The question is whether he will stick around another year to develop that balance and keep improving his passing skills, or take the NFL payday and let NFL coaches have their turn at molding him.

Being the exceptional athlete that he is, Jake has twice been drafted in the MLB draft and decided to stick with Washington and football both times. That may lead some to believe he plans on playing his full four years, as money hasn’t swayed him to leave before, but the opportunity to stay with football as well as go pro may be too much to pass up.

Regardless of Jake’s decision at the end of this season, the quarterback job might be in better hands than one would suspect.

Granted, backup Ronnie Fouch’s original appearance led to an uninspiring 45 percent completion percentage with only four touchdowns to 13 interceptions, filling in for the injured Locker in 2008.

The thing to consider is Fouch is a traditional drop-back style passer, and taking over the offense that was run in 2008 was not a good fit at all. In addition to being a true freshman with limited options, Fouch was not put in a position to succeed. The fact that No. 1 back Chris Polk was also out did not help take the pressure off of Ronnie.

The current offense Washington runs is much more to his style, and with a year to sit, watch, and learn from his coaches, there is optimism that the drop-off might not be as severe as speculated if Jake chooses to go pro.

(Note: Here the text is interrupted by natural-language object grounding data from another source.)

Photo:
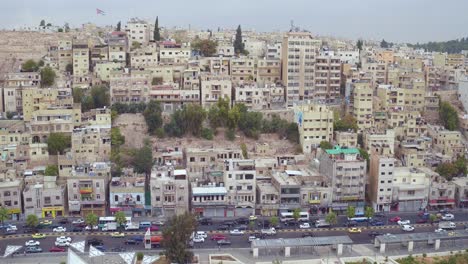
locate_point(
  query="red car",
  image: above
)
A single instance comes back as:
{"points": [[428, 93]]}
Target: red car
{"points": [[57, 249], [218, 237]]}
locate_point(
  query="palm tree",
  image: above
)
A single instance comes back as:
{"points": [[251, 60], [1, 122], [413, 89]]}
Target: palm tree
{"points": [[4, 214]]}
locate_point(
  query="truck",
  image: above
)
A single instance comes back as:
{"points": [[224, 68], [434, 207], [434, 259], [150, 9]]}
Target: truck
{"points": [[269, 231], [321, 223], [132, 226], [109, 227], [447, 225]]}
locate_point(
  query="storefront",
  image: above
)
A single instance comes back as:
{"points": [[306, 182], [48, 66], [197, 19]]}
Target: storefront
{"points": [[53, 211]]}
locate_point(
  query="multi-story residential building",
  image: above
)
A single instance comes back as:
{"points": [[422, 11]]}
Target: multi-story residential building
{"points": [[214, 87], [10, 198], [362, 105], [445, 141], [346, 139], [347, 171], [410, 189], [44, 198], [240, 182], [170, 193], [327, 79], [268, 71], [127, 194], [174, 53], [242, 69], [138, 30], [298, 64], [315, 124], [380, 188]]}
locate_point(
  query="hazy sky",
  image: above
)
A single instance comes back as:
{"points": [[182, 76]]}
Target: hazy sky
{"points": [[394, 20]]}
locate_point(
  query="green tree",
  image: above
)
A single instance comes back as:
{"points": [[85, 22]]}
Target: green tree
{"points": [[32, 221], [57, 143], [448, 116], [239, 46], [69, 70], [331, 218], [176, 236], [274, 221], [152, 116], [4, 214], [120, 219], [29, 66], [369, 213], [351, 211], [206, 47], [143, 159], [51, 170], [47, 77], [156, 33], [325, 145], [92, 220]]}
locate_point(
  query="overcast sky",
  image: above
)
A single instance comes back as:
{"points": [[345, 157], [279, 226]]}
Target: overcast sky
{"points": [[394, 20]]}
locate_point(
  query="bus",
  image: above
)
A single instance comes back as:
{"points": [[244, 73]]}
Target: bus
{"points": [[288, 216], [111, 219]]}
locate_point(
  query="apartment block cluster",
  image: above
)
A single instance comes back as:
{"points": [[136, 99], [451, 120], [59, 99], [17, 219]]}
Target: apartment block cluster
{"points": [[392, 93]]}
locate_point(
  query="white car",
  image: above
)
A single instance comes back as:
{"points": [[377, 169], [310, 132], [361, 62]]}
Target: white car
{"points": [[404, 222], [32, 243], [63, 239], [407, 228], [198, 239], [236, 232], [201, 234], [448, 217], [89, 228], [59, 229], [62, 244], [78, 221]]}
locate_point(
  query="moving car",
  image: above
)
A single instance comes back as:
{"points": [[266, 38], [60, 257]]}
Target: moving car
{"points": [[236, 232], [59, 229], [31, 243], [448, 217], [407, 228], [404, 222], [131, 242], [217, 237], [38, 235], [57, 249], [223, 242], [117, 234], [198, 239], [354, 230], [33, 250]]}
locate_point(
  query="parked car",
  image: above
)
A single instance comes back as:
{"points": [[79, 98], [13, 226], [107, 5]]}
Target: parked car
{"points": [[236, 232], [223, 242], [131, 242], [57, 249], [407, 228], [217, 237], [404, 222], [59, 229], [33, 250], [31, 243]]}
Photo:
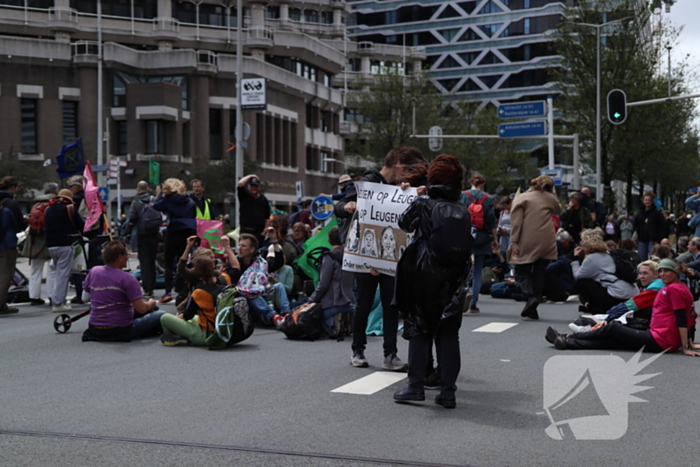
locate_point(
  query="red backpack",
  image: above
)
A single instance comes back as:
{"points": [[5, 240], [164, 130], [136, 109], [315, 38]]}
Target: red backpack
{"points": [[476, 210], [36, 218]]}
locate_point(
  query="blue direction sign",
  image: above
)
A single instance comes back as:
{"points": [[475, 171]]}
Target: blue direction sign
{"points": [[522, 110], [519, 130]]}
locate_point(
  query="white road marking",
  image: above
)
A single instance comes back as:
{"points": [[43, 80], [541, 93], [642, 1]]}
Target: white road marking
{"points": [[495, 327], [372, 383]]}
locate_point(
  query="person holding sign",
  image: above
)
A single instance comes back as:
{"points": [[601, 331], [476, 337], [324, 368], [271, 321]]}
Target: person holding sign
{"points": [[399, 165], [431, 280]]}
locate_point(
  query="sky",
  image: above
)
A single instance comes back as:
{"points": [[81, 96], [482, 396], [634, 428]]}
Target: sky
{"points": [[687, 13]]}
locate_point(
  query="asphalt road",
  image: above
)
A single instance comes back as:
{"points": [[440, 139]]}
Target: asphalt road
{"points": [[268, 401]]}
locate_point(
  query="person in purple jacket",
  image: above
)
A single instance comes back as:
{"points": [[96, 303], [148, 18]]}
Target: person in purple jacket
{"points": [[180, 210]]}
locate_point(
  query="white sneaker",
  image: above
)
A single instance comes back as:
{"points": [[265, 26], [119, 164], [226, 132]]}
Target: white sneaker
{"points": [[577, 328], [61, 308]]}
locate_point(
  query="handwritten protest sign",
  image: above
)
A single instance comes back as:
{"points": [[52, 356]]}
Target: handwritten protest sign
{"points": [[375, 239]]}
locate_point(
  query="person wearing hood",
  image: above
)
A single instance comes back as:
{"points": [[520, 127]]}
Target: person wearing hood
{"points": [[429, 293], [147, 239], [334, 290], [399, 164], [12, 221], [180, 210], [649, 225]]}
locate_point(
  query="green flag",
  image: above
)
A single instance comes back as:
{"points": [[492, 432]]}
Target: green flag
{"points": [[310, 261], [154, 172]]}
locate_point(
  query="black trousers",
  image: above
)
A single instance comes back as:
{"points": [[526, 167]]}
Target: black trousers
{"points": [[614, 336], [446, 339], [596, 295], [366, 289], [530, 278], [148, 247]]}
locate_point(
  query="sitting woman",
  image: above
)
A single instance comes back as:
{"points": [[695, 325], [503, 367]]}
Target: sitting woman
{"points": [[598, 287], [671, 317], [118, 311], [640, 305]]}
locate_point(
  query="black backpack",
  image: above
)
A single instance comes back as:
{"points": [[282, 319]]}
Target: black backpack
{"points": [[625, 265], [451, 240], [303, 323]]}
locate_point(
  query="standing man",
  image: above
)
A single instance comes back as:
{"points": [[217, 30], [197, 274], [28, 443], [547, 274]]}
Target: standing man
{"points": [[11, 222], [147, 221], [35, 246], [203, 204], [254, 207], [61, 222], [576, 217]]}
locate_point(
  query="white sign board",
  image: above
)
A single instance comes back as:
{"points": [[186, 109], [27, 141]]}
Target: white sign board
{"points": [[375, 239], [253, 94]]}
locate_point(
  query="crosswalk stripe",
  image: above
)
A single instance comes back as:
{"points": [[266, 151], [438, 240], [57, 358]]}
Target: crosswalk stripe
{"points": [[372, 383], [495, 327]]}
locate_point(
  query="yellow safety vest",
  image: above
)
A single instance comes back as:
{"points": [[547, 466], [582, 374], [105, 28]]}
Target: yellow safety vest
{"points": [[206, 215]]}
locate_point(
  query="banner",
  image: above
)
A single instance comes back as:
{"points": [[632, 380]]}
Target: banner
{"points": [[70, 159], [375, 239], [210, 233], [154, 172], [310, 261], [93, 202]]}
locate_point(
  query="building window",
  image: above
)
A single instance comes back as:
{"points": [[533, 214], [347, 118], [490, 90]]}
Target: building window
{"points": [[121, 138], [70, 121], [29, 126], [155, 137]]}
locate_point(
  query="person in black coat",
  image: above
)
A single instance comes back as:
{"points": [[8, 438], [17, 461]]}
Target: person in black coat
{"points": [[430, 295], [649, 224]]}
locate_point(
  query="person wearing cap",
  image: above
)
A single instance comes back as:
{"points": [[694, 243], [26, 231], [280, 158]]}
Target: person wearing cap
{"points": [[671, 317], [254, 207], [575, 218], [12, 222], [346, 184], [61, 222]]}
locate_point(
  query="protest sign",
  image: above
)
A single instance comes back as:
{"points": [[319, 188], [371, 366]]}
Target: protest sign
{"points": [[375, 239]]}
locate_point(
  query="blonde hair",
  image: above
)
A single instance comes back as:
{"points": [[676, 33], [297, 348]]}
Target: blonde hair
{"points": [[592, 241], [174, 186]]}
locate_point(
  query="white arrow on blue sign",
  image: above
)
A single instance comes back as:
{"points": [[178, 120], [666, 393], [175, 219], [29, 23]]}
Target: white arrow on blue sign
{"points": [[519, 130], [522, 110]]}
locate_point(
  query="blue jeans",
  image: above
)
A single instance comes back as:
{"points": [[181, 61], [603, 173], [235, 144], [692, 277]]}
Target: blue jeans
{"points": [[147, 324], [260, 305], [477, 267], [644, 248]]}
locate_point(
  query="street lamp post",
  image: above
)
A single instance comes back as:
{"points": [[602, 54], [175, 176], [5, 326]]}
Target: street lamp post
{"points": [[598, 158]]}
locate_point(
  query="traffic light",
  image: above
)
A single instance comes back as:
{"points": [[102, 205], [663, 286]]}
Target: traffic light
{"points": [[617, 106]]}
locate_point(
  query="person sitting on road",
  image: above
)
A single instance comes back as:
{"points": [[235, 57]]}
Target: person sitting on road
{"points": [[253, 283], [598, 287], [117, 311], [196, 322], [639, 306], [671, 318], [334, 290]]}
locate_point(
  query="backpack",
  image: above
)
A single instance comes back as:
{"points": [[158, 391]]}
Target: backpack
{"points": [[303, 323], [451, 240], [36, 217], [476, 210], [233, 322], [625, 265], [150, 219]]}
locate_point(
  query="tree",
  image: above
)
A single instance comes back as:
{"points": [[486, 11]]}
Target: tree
{"points": [[652, 146]]}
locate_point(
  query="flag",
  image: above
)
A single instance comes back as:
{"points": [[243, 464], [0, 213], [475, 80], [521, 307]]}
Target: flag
{"points": [[154, 172], [310, 261], [92, 198], [70, 160]]}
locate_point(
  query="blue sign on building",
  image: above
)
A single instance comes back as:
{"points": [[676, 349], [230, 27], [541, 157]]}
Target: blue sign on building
{"points": [[522, 110], [519, 130], [322, 207]]}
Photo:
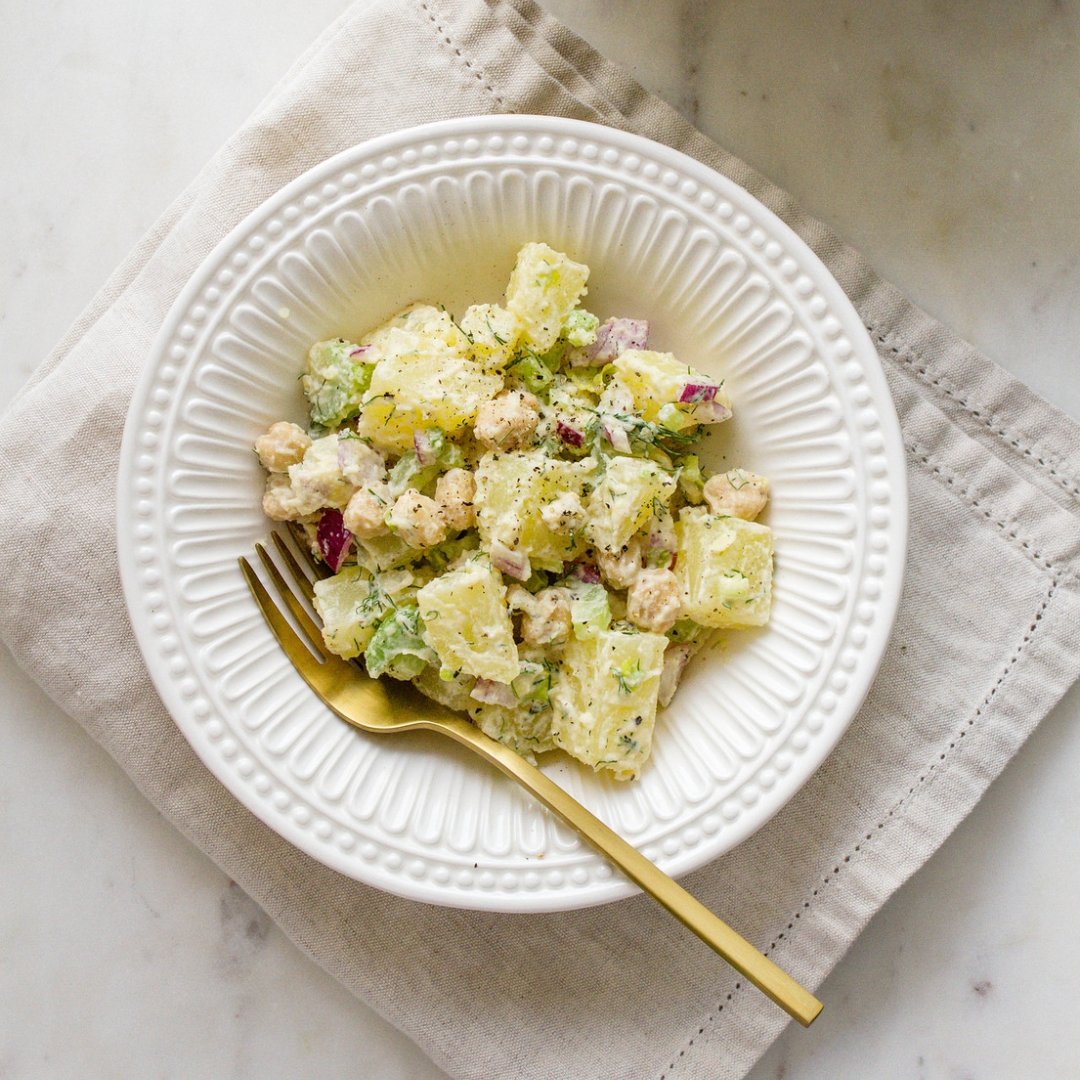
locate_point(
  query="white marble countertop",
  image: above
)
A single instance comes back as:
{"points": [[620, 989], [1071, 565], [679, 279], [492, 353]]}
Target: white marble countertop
{"points": [[942, 140]]}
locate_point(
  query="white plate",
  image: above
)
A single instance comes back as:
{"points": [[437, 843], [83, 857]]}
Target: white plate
{"points": [[437, 213]]}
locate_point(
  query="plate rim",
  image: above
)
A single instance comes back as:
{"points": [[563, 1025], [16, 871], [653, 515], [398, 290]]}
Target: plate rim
{"points": [[887, 606]]}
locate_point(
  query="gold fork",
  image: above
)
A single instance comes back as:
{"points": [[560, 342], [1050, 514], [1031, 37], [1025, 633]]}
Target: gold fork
{"points": [[378, 706]]}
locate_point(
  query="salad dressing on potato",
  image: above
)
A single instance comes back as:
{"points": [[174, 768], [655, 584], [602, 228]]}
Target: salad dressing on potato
{"points": [[515, 517]]}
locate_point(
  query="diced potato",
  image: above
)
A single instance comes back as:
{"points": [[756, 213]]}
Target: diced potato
{"points": [[544, 287], [468, 622], [513, 488], [725, 569], [316, 481], [656, 379], [494, 332], [350, 605], [385, 552], [631, 491], [439, 388], [606, 700]]}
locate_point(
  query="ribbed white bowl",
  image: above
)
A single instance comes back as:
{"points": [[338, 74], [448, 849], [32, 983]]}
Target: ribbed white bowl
{"points": [[437, 213]]}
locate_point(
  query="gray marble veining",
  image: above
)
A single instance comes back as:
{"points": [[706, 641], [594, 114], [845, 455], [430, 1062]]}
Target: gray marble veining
{"points": [[942, 139]]}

Behind Fouch are two relative unknowns in Keith Price, who was a three-star recruit in the 2008 class, and Taylor Bean, who walked on the team during the 2007 season. Bolstering that depth, however, is a commitment from a player whose last name you might have heard once or twice: Montana.

Nick, the youngest son of Joe, is a four-star recruit and the headliner for Sarkisian’s 2010 class. A traditional drop-back passer, Montana looks to be an excellent fit for Sarkisian’s pro-style offense.

The starting job in 2010 is Jake Locker’s if he decides to return for his senior season. If he does decide to go pro, don’t expect Sarkisian to throw Montana out there as a true freshman. All signs are indicating that Sarkisian has faith in Fouch’s ability to run his offense, and that he will give Ronnie the chance to erase the painful memories from 2008 and craft a more positive legacy for himself.

Although most Washington fans feel Locker would benefit from another year at the college level, even if he goes to the NFL, the future at quarterback for Washington appears to be bright.